Ни на миг у Орешка не возникло желания рассказать всю правду. И даже не потому, что был он беглым разбойником, обобравшим чужой шатер. Просто все сказанное не смогло бы послужить ему оправданием. Он совершил — плевать, что по неведению, — одно из самых мерзких преступлений. Знаки Кланов — святыня для всех, от короля до последнего раба. Однажды в жизни Орешек проявил неуважение к этим знакам — всего лишь неуважение — и чудом остался жив...
Как ни странно, воспоминание о прошлом кошмаре помогло победить кошмар нынешний. Голова прояснилась. С кристальной четкостью стало ясно: чтобы остаться живых, придется увязнуть в этой истории еще глубже. По самые уши.
Мелькнуло спасительное: ведь и раньше Орешку довод лось выдавать себя за других людей, в том числе и за высокородных господ: на сцене! Правда, даже в роли Сына Клана он конечно, не надевал одежды со священными знаками...
И все-таки это лишь спектакль, очередной спектакль... хотя в случае провала актер погибает...

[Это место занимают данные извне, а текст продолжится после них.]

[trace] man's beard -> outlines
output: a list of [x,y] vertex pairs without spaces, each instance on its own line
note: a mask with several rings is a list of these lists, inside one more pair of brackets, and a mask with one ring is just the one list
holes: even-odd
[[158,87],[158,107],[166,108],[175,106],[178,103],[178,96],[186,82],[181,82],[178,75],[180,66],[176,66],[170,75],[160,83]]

Да, но кто говорит о провале?!
Орешек приосанился, чуть откинулся в седле. Страх почти исчез. Играть роль — любую — дело привычное! Этим болванам нужен Сын Клана? Они его получат! Конечно, лишь до тех пор, пока не подвернется случай удрать...
Но до чего изобретательна Хозяйка Зла! Ух, что она для него измыслила... ух, сунула мордой в трясину... Ни о чем подобном в Грайане давно никто не слыхал...
Никто и не услышит! Уж об этом-то он, Орешек, позаботится!..
Дорогая цена за поясок, дорогая... Кстати, если пояс предупредил о Подгорных Людоедах, почему на этот раз сплоховал? Не потому ли, что всадники приближались без злых намерений?
Орешку вспомнилось, как легкомысленно брякнул он в той проклятой пещере: «Что же Многоликая обо мне не позаботилась? Я б ей спасибо сказал...»
— Ну, спасибо! — негромко промолвил Орешек. — Ой, спасибо!
Десятник Сайвасти вскинул голову, принял слова господина на свой счет и польщенно заулыбался...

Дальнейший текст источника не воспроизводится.